21 October 2010
South Africa’s biggest internal challenge is unemployment, which currently stands in excess of 25%, and there is no doubt that addressing this must be a national policy priority, says Reserve Bank Governor Gill Marcus.
She added, however, that unemployment in the country was of a structural nature, and was not something that could be solved simply by cutting interest rates or intervening in the exchange rate.
“It’s incorrect to look at the interest rate or the exchange rate as the silver bullet that will solve the country’s growth problems,” she said in Pretoria on Tuesday.
Marcus warned that excessive focus on the exchange rate could result in the neglect of other factors, which would constrain growth even with a properly valued exchange rate.
Labour market flexibility
Structural reforms were required in skills development and education, while skilled artisans were also needed.
She said that the response to the financial crisis, when about a million jobs were lost, showed that South Africa has a fair amount of labour market flexibility.

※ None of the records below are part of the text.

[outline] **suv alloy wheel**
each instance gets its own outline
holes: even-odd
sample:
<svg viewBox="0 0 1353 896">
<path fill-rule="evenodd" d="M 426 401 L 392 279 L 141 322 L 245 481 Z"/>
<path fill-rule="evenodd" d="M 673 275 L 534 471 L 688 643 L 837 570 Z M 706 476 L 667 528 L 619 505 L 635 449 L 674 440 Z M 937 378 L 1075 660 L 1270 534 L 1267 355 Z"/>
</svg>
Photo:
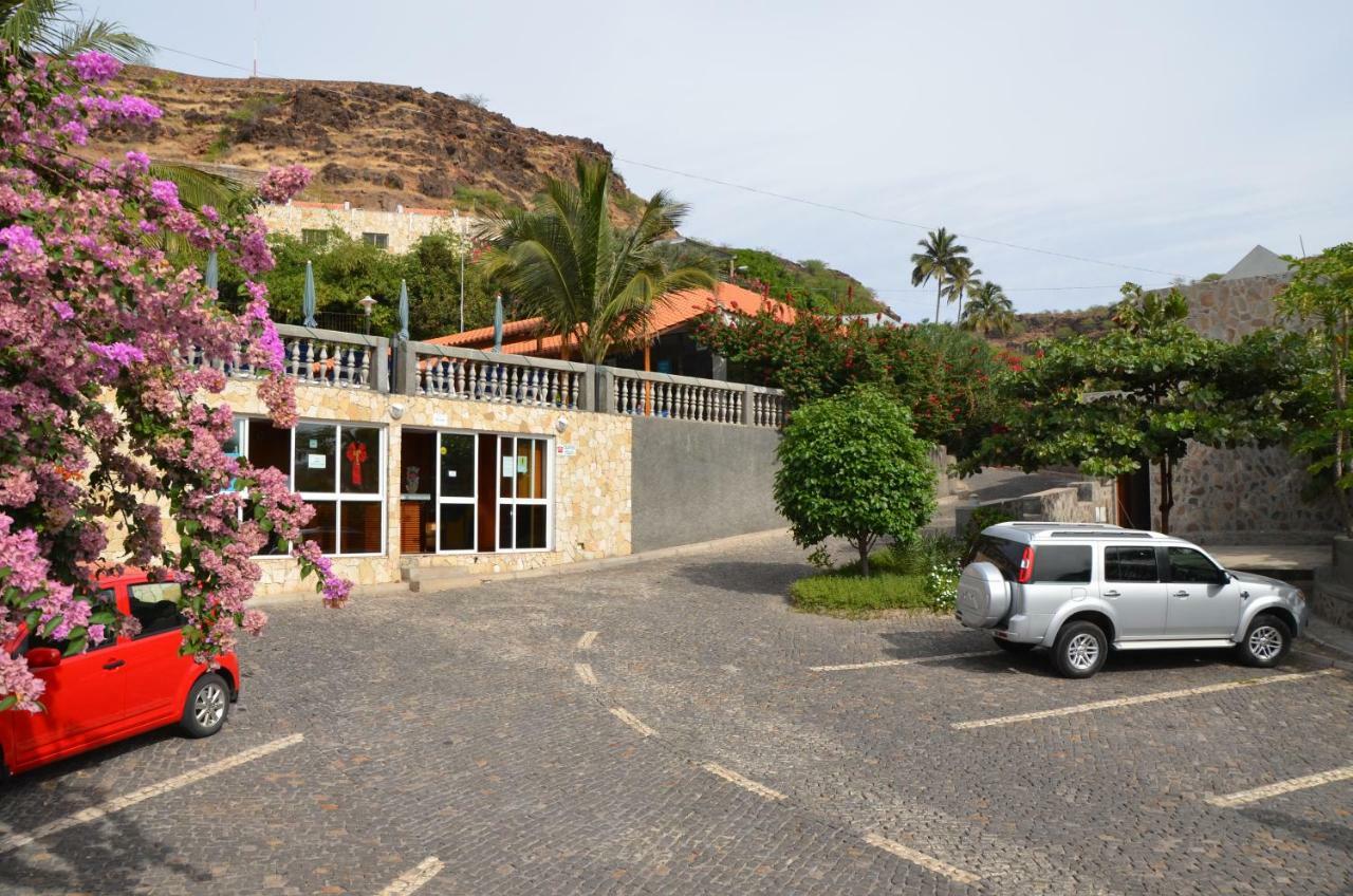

“However, if we are looking at job creation as a priority to address unemployment, then current labour legislation, which extends wage determination to all firms in a particular sector, needs to be examined regarding its effects on small and medium enterprises, which should be a focus of growth and employment creation,” Marcus said.
Strong rand dilemma
Marcus said the central bank was aware of the disadvantages of a stronger currency and that it was ready to do what it could to alleviate this situation, adding, however, that “we need to recognise the limits to what can be done”.
“The various forms of direct intervention on their own will not suffice, as international experience has suggested. Consideration should be given to combining intervention policies with direct special targeted support measures for those sectors of industry that are hardest hit by the exchange rate developments,” Marcus said.
She said there was no doubt that the rand was overvalued relative to its fundamentals.
“While we clearly recognise the problem, the solution is not clear cut. The costs of intervention are not insignificant and involve serious policy choices,” Marcus said. “Nevertheless the bank is engaging with the National Treasury, and we are examining the effectiveness and appropriateness of what other countries are doing.”